Six Must-See Works from The Armory Show
Since the launch of Artsy’s online preview of The Armory Show, I’ve found myself lost in the content and writing a long wish list of works I’d love to bring home—from Jon Rafman’s room full of waterlilies to Thomas Fougeirol’s ever-changing canvases.
Elizabeth Neel, Remote Control, 2010, Galleria Monica de Cardenas
Elizabeth Neel’s works-on-paper capture her precision with paint, and the gestural quality of her work at an intimate scale. I’m drawn to her mix of abstract washes of color and hints of floral detail which create this romantic piece. Neel received her MFA at Columbia University in 2007 and has since shown at Susanne Vielmetter Projects Los Angeles, Pilar Corrias Gallery in London, Sikkema Jenkins & Co. in New York, and the Sculpture Center in Long Island City.

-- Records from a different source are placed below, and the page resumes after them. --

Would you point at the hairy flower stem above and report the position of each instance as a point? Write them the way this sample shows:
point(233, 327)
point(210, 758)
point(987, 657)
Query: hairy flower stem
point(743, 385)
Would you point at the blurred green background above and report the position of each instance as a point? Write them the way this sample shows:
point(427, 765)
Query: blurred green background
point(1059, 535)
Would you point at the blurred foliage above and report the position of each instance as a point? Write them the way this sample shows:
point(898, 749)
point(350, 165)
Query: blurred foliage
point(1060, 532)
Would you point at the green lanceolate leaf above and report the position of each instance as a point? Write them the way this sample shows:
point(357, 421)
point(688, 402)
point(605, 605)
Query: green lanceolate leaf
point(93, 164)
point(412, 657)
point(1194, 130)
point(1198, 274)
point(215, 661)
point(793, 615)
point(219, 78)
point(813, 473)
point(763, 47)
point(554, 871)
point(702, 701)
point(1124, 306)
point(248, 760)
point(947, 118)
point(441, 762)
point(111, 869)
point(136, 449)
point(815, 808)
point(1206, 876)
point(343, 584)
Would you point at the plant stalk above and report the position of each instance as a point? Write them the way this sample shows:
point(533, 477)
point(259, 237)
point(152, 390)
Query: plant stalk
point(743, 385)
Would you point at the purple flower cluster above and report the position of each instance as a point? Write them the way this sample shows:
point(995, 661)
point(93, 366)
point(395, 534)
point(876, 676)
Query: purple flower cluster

Marking the artist’s first exhibition in the U.S., Nitegeka’s solo booth with Marianne Boesky will feature flat abstractions that tackle the nature of cultural borders and the shifting state of personal and collective identity. The Burundi-born artist is best known for his large-scale installations, which have been exhibited at the Palais de Tokyo in Paris and the Institut Français in Dakar, Senegal.
Impressions of light and movement, like the effect of a camera shutter being left open, are captured on Thomas Fougeirol’s canvases. I love how at first glance this painting looks like the horizon line at sunrise, and at a second glance it’s sunlight reflecting off a placid lake. I suspect I’ll see new impressions with each viewing. His work is currently on view at The Centre Pompidou in Paris through March 31.
Claudia Wieser is inspired by Modernists like Wassily Kandinsky and Paul Klee, but she also cites architecture, film, theater, and conceptual art as equally influential on her practice. When I first saw Wieser’s gold leaf drawings, simplistic and precise, I thought of math class meets Barnum & Bailey. This playful sculpture, on view at Sies + Höke’s booth, brings her drawings right off the page to create a totem for playfulness and form.
Who wouldn’t want to sleep in a room of water lilies and the swaying river reeds of Giverny? Enough said.
Eddie Martinez’s paintings have been shown around the world and are owned by such institutions as the Dakis Joannou Collection and the MACRO FUTURE Museum of Contemporary Art in Rome. I’ve loved Eddie Martinez’s work since seeing Fruit Punched at Deitch Projects in 2007. Over the years his style has evolved to feature more loose, free-flowing forms, but has retained its effervescent and happy-go-lucky quality.